The Christmas Eve agreement contains a clause about the level playing field. It can be taken for granted that the EU will move fast in case Britain tries to work around that commitment. Prime Minister Boris Johnson’s request to business leaders on Jan. 7, barely two weeks after the agreement was struck, to help rip up regulations will lead to raised eyebrows and is more likely than not to trigger off a confrontation with the EU. It is the kind of political signals that gives rise to suspicion about duplicity. With such a policy in mind leaving without an agreement might have been preferable.
The idea of deregulation as an instrument to turn Britain into “Singapore-on-Thames” is alluring in the eyes of some Brexiteers, but the result is much more likely to be “Bangladesh-on-Thames.” Cutting labor costs is the competitive parameter chosen, not higher productivity. Most economists would be immensely reluctant to recommend such a course—for political, social and economic reasons.
Nor does freedom to enter into free trade agreements (FTAs) with non-EU countries, hold much promise. No clarification is at hand to impart why productivity should go up because of FTAs, why Britain outside the EU should be able to trade more with third countries than inside and why FTAs which focus on goods while Britain’s competitive edge is found in services will boost the economy.
So far, FTAs have been concluded with seventy countries, but sixty of those means that trade will continue with the country in question on exactly the same terms as the EU agreements entered into when Britain was a member—a kind of rollover.
The hard nut to crack is that not only must productivity growth be achieved, but it must be higher than for competitors already in the lead.
A big financial commitment is required. Where is the money though? The national debt is at its highest level since the early 1960s. The corporate sector looks close to a rerun of the high indebtedness in the slipstream of the Global Financial Crisis. Investment from outside is becoming less attractive without access to the Single Market.
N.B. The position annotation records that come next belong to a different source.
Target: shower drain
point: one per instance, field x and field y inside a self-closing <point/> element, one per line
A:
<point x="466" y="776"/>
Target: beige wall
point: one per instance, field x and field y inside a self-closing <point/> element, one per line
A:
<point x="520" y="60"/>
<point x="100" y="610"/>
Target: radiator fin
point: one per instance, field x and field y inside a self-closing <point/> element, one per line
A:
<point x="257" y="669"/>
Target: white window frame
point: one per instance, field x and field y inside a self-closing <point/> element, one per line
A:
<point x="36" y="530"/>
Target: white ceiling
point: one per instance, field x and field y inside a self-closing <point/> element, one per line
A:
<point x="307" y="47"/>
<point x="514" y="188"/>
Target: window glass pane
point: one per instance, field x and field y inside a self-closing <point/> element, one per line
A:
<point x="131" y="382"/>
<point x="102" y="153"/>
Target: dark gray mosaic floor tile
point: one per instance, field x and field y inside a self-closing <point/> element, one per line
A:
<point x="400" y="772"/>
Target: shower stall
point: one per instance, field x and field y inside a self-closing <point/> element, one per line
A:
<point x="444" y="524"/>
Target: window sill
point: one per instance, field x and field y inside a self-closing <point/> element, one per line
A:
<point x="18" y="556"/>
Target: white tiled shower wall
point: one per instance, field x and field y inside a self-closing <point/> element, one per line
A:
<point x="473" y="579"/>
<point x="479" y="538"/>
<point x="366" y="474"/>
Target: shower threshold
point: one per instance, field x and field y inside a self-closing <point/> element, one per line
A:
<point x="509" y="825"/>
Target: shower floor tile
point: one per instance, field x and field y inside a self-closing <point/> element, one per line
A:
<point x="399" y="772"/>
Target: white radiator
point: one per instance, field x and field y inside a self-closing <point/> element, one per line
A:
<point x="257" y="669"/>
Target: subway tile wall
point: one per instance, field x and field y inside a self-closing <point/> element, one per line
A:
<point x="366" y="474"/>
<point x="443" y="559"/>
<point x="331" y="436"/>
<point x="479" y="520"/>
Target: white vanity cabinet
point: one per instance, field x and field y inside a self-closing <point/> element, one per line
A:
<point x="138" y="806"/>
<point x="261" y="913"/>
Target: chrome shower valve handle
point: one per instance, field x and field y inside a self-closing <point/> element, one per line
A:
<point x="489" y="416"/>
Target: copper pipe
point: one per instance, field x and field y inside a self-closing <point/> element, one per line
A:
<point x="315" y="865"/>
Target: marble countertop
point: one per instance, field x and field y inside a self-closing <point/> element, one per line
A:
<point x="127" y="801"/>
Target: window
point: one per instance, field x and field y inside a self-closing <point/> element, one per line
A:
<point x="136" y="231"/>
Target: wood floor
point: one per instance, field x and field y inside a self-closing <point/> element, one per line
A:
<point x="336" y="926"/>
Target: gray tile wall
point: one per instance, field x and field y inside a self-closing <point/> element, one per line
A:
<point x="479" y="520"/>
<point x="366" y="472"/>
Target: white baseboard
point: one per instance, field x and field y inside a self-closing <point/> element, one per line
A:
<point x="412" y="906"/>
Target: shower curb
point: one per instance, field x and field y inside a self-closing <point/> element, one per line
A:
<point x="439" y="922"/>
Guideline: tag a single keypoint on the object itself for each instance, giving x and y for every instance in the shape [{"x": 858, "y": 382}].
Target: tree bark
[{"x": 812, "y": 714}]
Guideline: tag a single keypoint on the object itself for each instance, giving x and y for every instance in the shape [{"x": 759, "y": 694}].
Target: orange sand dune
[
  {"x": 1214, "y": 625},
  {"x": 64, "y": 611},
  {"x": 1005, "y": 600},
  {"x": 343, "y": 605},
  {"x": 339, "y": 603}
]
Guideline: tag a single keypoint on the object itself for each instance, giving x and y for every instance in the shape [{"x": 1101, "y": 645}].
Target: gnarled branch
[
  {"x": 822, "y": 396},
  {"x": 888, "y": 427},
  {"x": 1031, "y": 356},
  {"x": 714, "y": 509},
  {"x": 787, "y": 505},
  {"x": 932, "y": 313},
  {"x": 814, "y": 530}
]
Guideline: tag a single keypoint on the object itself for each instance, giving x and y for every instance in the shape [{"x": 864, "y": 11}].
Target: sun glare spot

The EU agreed last year on a stimulus of €1.8 trillion to rebuild a post-coronavirus Europe. The ambition is a greener, more digital and more resilient Europe. Somewhat heretically, maybe Britain should have stayed inside the EU, agreed to this program and used it to modernize the economy. Isn’t it exactly what the British government would love to do? Also, the EU has not run into obstacles when looking for finance.
Joergen Oerstroem Moeller is a former state-secretary for the Royal Danish Foreign Ministry and the author of The Veil of Circumstance: Technology, Values, Dehumanization and the Future of Economics and Politics, ISEAS, Singapore, 2016.